PAKISTAN
In "Talibanized" Pakistan Christians are victims of yet more attacks. In Punjab a group of Muslims attack a Protestant pastor and his pregnant wife, injuring her in the stomach. In the province 250 Christian families have fled their homes, because they reported sexual abuse against women. Christian couple accused of blasphemy in Karachi.
Khanewal (AsiaNews / Agencies) – There are still cases of religious persecution in Pakistan, a large majority Muslim nation where religious minorities are often victims of abuse and violence. In Punjab a group of 14 Muslims attacked a Protestant pastor and his wife who was expecting a baby. In a district of the same province, the Muslim village chief has ordered 250 Christian families to flee their homes because "Christian women and girls have reported repeated sexual abuse." In Sindh province, finally, a couple was indicted for blasphemy and threatened with the death penalty.
International Christian Concern (ICC) reports that on 3 June in Sahiwal, Punjab, 14 Muslims attacked a Protestant pastor, his pregnant wife and his brother. At the base of the attack were charges of "evangelizing" against Mumtaz Masih, pastor of the Full Gospel Church of Pakistan and his wife Noreen. Imam Ahmed Maqsood led the punitive expedition, injuring the man's legs, and his wife in the stomach and hand. His brother was assaulted while trying to help his relatives. The couple complained to the police, but the police do not want to open an investigation.

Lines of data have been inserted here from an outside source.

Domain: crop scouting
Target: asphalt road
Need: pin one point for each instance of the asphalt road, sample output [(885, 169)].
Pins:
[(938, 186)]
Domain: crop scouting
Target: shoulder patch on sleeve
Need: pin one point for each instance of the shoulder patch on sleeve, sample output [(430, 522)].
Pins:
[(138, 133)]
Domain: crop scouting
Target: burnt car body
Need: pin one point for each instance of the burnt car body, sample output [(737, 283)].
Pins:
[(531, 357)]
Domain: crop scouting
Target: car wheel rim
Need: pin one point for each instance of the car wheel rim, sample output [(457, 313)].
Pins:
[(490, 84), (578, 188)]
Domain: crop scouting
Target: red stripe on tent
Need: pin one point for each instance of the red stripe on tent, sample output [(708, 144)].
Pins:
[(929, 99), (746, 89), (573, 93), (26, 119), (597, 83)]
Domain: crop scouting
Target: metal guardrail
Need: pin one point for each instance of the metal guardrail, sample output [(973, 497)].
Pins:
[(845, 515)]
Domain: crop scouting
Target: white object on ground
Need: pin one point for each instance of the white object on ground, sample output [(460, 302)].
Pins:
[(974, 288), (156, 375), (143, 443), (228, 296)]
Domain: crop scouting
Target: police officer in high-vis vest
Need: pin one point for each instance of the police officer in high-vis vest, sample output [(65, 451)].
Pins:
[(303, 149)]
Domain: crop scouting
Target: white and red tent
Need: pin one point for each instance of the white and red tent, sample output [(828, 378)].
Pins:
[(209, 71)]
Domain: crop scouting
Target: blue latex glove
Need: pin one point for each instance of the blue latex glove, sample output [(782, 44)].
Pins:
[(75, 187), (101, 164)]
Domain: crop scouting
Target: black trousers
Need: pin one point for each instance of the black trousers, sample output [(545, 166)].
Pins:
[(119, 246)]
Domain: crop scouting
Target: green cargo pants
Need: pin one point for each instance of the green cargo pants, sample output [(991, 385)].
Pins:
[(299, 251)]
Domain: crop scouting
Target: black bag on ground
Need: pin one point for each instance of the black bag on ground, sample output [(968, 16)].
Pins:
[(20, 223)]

Jonathan Racho, ICC chief for South Asia, strongly condemns "the violence against pastor Mumtaz and his family." He adds that Pakistani Christians are victims of assault "because they express their faith in Christ", but the faithful want to stay "with vigour" in their homeland "despite the persecution."
In Khanewal district, also in Punjab, the chief of a village with a Muslim majority has ordered 250 Christian families to leave the area because "they are too vigorously denouncing sexual violence by Muslims against women and girls”. Most Christians in the area are labourers on Muslim owned land and the women domestic servants in homes. The abuses were occurring in homes, almost "daily." "Christians - denounce the displaced - are totally at the mercy of the will of Muslims."
Finally in the town of Gulshan-e-Iqbal, a suburb of Karachi (Sindh), two Christians couples must answer charges of blasphemy. A crowd of Muslims ransacked the garbage of the four, saying they had found torn pages of the Koran. The court issued an arrest warrant and the police started searches. The two pairs of Christians have abandoned the rented house and are still at large. Christian sources complain that officials have threatened the family, to reveal the place where the four are hidden. In Pakistan the crime of blasphemy carries life imprisonment or even death.